Zelenskyy was a comedic actor with a law degree prior to his political career, and in some ways his own trajectory is mirrored by the series (or rather, the other way around). In Servant of the People, Zelenskyy plays Vasiliy Petrovich Holoborodko, a history teacher whose profanity-laden rant about the shameful state of Ukrainian politics is captured by a student and posted to YouTube, resulting in the obscure man’s sudden superstardom and his upset victory in the country’s presidential election. In real life, Zelenskyy portrayed the character across three seasons of television, with the show ending in 2019, the same year he took office as president in real life.
The show is a sitcom, playing up the absurdities of gauche world leaders and petty local corruption and dysfunction as Zelenskyy is dragged through the rigmarole of becoming a world leader. Throughout it all, Zelenskyy’s decidedly not-ready-for-primetime family and his own humble worldview and inexperience are the source of many of the jokes. The rest, though, are why you won’t be able to look away from this thing if you truly dare to watch.
Peppered into the episodes are bits of surrealism in which world leaders of history or philosophers debate in Holoborodko’s dreams about the conundrums he faces, or appear to him to argue or dispense advice. At one point, one of them is Abraham Lincoln. Zelenskyy doesn’t know Abe’s patronymic (or that the 16th U.S. president didn’t have one), and so stumbles a bit in addressing the Great Emancipator. At one point, this involves Holoborodko arguing with his own mental projection of Ivan the Terrible, who keeps insisting that Ukrainians are Slavs (that is, ethnically tied to Russia). No, Zelenskyy insists, “We’re going to Europe,” confusing and enraging Ivan, who insists that “We have the same blood!”
“Why talk about blood again?” an exasperated Zelenskyy retorts. “You’re heading one way, we, another. Let’s go in different directions and we’ll talk in 300 years!”

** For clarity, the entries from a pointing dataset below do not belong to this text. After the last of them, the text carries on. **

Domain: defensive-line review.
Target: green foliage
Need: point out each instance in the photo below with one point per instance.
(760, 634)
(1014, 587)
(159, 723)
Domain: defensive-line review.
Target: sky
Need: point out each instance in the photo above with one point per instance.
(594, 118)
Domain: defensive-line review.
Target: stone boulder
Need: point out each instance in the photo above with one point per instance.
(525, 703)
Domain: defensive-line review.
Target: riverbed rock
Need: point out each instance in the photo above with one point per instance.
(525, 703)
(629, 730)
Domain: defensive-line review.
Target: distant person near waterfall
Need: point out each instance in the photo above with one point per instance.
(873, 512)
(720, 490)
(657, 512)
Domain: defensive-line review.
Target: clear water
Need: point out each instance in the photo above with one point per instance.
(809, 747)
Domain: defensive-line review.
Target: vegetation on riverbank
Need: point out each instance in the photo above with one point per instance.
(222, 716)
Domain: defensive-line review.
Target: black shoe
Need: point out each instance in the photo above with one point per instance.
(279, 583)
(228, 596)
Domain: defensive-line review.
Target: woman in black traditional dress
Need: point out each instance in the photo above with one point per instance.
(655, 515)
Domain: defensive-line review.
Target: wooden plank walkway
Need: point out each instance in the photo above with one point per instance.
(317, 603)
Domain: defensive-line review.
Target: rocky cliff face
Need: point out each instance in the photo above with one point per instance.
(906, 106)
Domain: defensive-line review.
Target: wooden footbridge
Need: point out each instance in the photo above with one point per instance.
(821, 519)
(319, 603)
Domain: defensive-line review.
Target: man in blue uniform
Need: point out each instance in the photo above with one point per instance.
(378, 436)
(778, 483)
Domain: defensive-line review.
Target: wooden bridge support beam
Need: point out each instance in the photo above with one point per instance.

The show is filled with segments like these that are directly aimed at Putin and the last few years in the region, which have been marked by Russian aggression. While jokes such as a throwaway line about Zelenskyy’s double being on hand “to have drinks with Lukashenko or get shot by snipers’’ get laughs for sheer blunt black comedy, the events of the past couple of months have made them far darker even than they were intended to be. Ukraine and the world have known Putin has wanted the conflict now raging for years and years, and Servant of the People, a show that first aired in 2015, is at least partly a show about laughing at those anxieties.